Support setitem in static mode #29708

liym27 · 2020-12-16T13:06:33Z

PR types

New features

PR changes

Others

Describe

Support assignment to a Variable in static mode. note: not deal with backward.

功能支持：静态图支持 slice 赋值，inplace操作。

key支持：整数、python slice
value支持：int, float, numpy.ndarray, Paddle Tensor
dtype: int32, int64, float32, float64, bool
其他：默认支持 expand

paddle.enable_static()
tensor_x = paddle.to_tensor(np.ones((2, 3)).astype(np.float32)) # [[1,1,1], [1,1,1]]
tensor_x[0] = 0    # tensor_x : [[0, 0, 0], [1 ,1, 1]]
tensor_x[0:1] = 0 # tensor_x : [[0, 0, 0], [1 ,1, 1]]

tensor_x[0] = np.array([3,3,3]) # tensor_x : [[3, 3, 3], [0, 0, 0]]
tensor_x[1] = paddle.ones([3]) # tensor_x : [[3, 3, 3], [1,1,1]]

对应动态图操作 #27471

TODO:

增加文档说明

paddle/fluid/operators/setitem_op.cc

zhhsplendid · 2020-12-18T09:14:23Z

paddle/fluid/operators/setitem_op.cc

+    PADDLE_ENFORCE_LT(
+        in_dims.size(), 7,
+        platform::errors::InvalidArgument(
+            "The rank of input should be less than 7, but received %d.",


Why is this limit?

Because EigenTensor.slice only supports Tensors with rank less than 7. And like slice op, here also limit the rank less than 7.

zhhsplendid · 2020-12-18T09:25:52Z

paddle/fluid/operators/setitem_op.cc

+namespace ops = paddle::operators;
+
+REGISTER_OPERATOR(
+    setitem, ops::SetitemOp, ops::SetitemOpMaker,


Should we name the operator "set_item" to match C++ style instead of Python style?

Yes, thanks. Now replace "set_item" with "set_value".

zhhsplendid · 2020-12-18T09:27:36Z

paddle/fluid/operators/setitem_op.h

+  void Compute(const framework::ExecutionContext& ctx) const {
+    const int rank = ctx.Output<framework::LoDTensor>("Out")->dims().size();
+
+    switch (rank) {


Can we simply write SetItemCompute<rank>(ctx); instead of switch case?

No. The template argument must be a constant, otherwise, an error will be reported at compile time

error: the value of ‘rank’ is not usable in a constant expression

paddle/fluid/operators/setitem_op.h

python/paddle/fluid/framework.py

zhhsplendid · 2020-12-18T09:42:22Z

paddle/fluid/operators/setitem_op.h

+    auto& eigen_place =
+        *ctx.template device_context<DeviceContext>().eigen_device();
+
+    out->ShareDataWith(*in);


We are not allowed to ShareDataWith output Tensor, reference: https://www.paddlepaddle.org.cn/documentation/docs/zh/advanced_guide/addon_development/new_op/op_notes.html#sharedatawith

What's the purpose here?

I double checked the code, you are Sharing to accelerate here. But I'm afraid this can trigger some memory optimization error. (For example, it checks input Tensor is useless and delete it then output Tensor loses data) Can we use same Tensor as in and out to avoid ShareDataWith? Or can we have only one Tensor to do both Input and Output for setitem op? (In this case you only have ctx.Outputframework::LoDTensor("Out") but your input Tensor is also this one)
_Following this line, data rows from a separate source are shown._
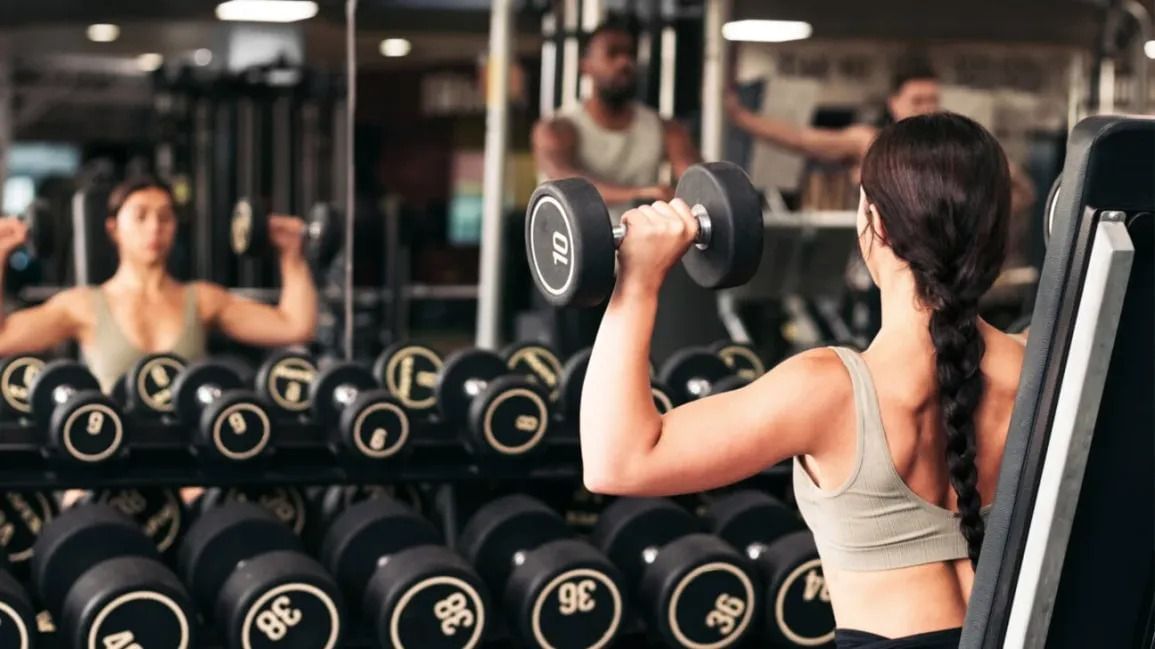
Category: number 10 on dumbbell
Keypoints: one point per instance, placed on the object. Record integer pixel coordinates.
(571, 241)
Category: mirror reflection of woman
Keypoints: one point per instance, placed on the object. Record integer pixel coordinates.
(144, 310)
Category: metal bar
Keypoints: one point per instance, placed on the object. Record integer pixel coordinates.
(1083, 378)
(714, 75)
(497, 142)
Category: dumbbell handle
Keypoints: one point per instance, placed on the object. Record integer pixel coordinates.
(701, 239)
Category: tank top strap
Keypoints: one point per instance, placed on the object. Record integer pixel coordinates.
(867, 412)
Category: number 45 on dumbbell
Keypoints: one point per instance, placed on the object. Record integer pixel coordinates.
(571, 241)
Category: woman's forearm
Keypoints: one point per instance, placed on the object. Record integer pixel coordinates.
(619, 423)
Here, input and output is the same Paddle.Tensor, so output->ShareDataWith(in) is called.

If deleting input, checking rank can not be at Compile-Time

python/paddle/fluid/framework.py

zhhsplendid · 2020-12-18T09:56:00Z

python/paddle/fluid/tests/unittests/test_setitem_op.py

+        self.data[0:, 1:2, :] = self.value
+
+
+# 2. Test different type of value: int, float, numpy.ndarray, Tensor


It seems create_test_value_numpy only test int numpy, why you commented test different types?

Thanks, added unittests for different dtypes. (Here just means type but not dtype. But exactly it is a lack of unittests for different dtype. )
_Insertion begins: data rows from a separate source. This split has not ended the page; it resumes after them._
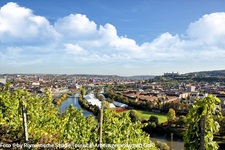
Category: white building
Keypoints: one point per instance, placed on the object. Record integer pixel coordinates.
(94, 101)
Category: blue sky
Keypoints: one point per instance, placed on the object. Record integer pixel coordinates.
(128, 37)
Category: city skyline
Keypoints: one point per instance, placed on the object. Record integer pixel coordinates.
(112, 38)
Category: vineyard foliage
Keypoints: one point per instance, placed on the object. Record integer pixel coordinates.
(198, 128)
(46, 125)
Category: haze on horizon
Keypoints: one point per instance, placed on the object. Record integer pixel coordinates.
(112, 38)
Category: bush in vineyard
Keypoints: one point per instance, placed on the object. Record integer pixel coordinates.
(46, 125)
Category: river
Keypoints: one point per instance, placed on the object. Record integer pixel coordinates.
(75, 103)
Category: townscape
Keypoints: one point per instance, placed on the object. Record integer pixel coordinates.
(136, 95)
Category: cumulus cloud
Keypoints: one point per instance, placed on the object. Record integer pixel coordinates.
(209, 29)
(75, 26)
(74, 49)
(76, 39)
(20, 25)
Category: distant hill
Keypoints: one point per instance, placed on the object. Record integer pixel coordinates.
(142, 77)
(214, 73)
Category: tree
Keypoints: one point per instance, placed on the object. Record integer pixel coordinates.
(182, 120)
(154, 119)
(82, 92)
(120, 130)
(171, 115)
(161, 145)
(201, 124)
(133, 115)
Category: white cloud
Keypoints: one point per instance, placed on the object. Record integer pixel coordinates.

zhhsplendid · 2020-12-18T09:56:27Z

python/paddle/fluid/tests/unittests/test_setitem_op.py

+create_test_value_numpy(TestSetitemItemSlice4)
+
+
+def create_test_value_tensor(parent):


It seems create_test_value_tensor only test int Tensor why you commented test different types above?

Thanks, added unittests for different dtypes.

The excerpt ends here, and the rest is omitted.